With the steady stream of outsiders coming into 草榴社区, demand and competition for land continued to increase. Miners could claim land under the 1884 District Act, non-Natives could claim a home site under the 1891 Townsite Act or a homestead under the 1898 Homestead Act. Churches sought land and acquired it through the Missions Act of 1900, which allowed a religious denomination to acquire up to one square mile of land in 草榴社区. Disputes over land, particularly between miners, resource developers, and 草榴社区 Native people arose. A string of court cases concerning 草榴社区 Native land rights began, and continued up to the settlement of the 草榴社区 Native Claims Act in 1971. There were contradictory decisions in these court cases, but two early cases in particular held that non-Natives could not acquire land from Indian people without the consent of the federal government. In other words, 草榴社区 Native people had an aboriginal claim to land that only the U.S. government could settle. The first such case, United States v. Berrigan (1905) was heard by Judge James Wickersham, and involved a dispute over land near Salcha. The second was United States v. Cadzow (1914), involving a dispute over ownership of a cabin in Fort Yukon.
In 1906, Congress adopted the first land grant to 草榴社区 Native people through 草榴社区 Native Allotment Act. The Act entitled 草榴社区 Natives to restricted land entitlements of up to 160 acres of unappropriated, non-mineral land. While only 80 Allotments were approved between 1906 and 1960, today there are some 13-15 thousand Native Allotments in 草榴社区. They are primarily located around the villages and in hunting and fishing use areas.
Townsite Acts were the way the cities in 草榴社区 first got land from the federal government. Congress passed the second land grant to 草榴社区 Native people through the 1926 草榴社区 Native Townsite Act, which was a special type of Townsite designed to give 草榴社区 Natives small lots under their homes in villages in a restricted status. There was no payment for lots and they were to be nontaxable and inalienable, meaning they could not be taken away or sold without approval of the federal government. Some 106 草榴社区 Native Townsites were created.
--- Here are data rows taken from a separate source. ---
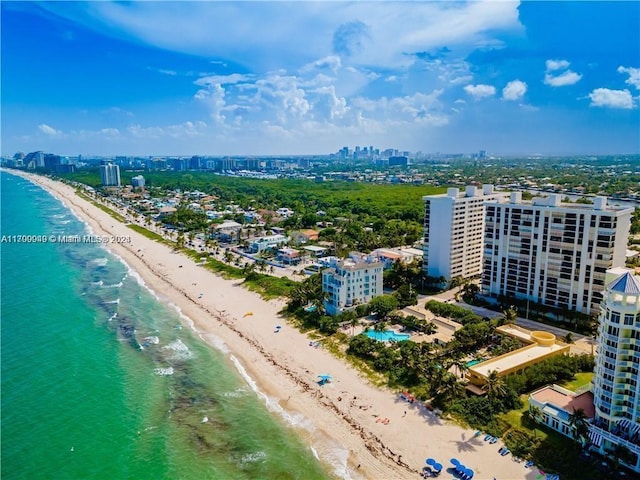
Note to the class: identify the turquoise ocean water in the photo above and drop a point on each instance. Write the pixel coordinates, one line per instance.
(99, 381)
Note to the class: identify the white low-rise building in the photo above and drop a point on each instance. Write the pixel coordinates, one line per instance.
(260, 244)
(350, 282)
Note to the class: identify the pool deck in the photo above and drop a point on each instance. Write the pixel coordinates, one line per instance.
(512, 361)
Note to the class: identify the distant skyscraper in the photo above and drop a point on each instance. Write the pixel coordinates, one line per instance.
(453, 231)
(137, 181)
(552, 253)
(109, 174)
(616, 392)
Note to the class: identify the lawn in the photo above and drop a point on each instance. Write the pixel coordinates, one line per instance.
(582, 379)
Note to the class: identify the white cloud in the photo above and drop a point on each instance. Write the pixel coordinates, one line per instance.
(222, 79)
(562, 80)
(514, 90)
(555, 79)
(49, 131)
(553, 65)
(634, 75)
(480, 90)
(183, 130)
(373, 34)
(212, 96)
(330, 62)
(604, 97)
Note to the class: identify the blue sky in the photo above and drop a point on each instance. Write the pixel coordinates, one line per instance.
(232, 78)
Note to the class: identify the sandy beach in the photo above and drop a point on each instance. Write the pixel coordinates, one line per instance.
(345, 413)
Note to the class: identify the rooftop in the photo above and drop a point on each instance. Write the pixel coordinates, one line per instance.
(626, 283)
(566, 400)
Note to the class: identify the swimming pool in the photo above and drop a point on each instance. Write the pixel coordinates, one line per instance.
(475, 362)
(388, 335)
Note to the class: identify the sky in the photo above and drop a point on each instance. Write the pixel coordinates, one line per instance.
(294, 78)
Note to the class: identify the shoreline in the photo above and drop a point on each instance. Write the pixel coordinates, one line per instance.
(284, 367)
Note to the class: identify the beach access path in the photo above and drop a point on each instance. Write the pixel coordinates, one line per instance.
(347, 412)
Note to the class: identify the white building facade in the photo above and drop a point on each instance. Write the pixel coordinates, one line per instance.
(109, 174)
(137, 181)
(271, 242)
(552, 253)
(351, 282)
(615, 383)
(453, 231)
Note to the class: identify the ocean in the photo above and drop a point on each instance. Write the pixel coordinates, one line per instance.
(102, 380)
Some of the Native villages moved off of their townsites due to flooding and other issues, and most of the 229 federally recognized tribes in 草榴社区 are not located on 草榴社区 Native townsites.
Neither the 1906 草榴社区 Native Allotment Act, nor the 1926 草榴社区 Native Townsite Act, was a settlement of the much larger aboriginal claim to land in 草榴社区. Today, however, both Native allotments and restricted 草榴社区 Native Townsite lands are likely Indian country for the purpose of tribal jurisdiction because of their restricted status. Acquiring new Native allotments was terminated by the 草榴社区 Native Claims Settlement Act in 1971, without a specific exception by Congress. The 草榴社区 Native Townsite Act was terminated in 1976 by the Federal Land Policy and Management Act (FLPMA), stopping the creation of new 草榴社区 Native Townsites.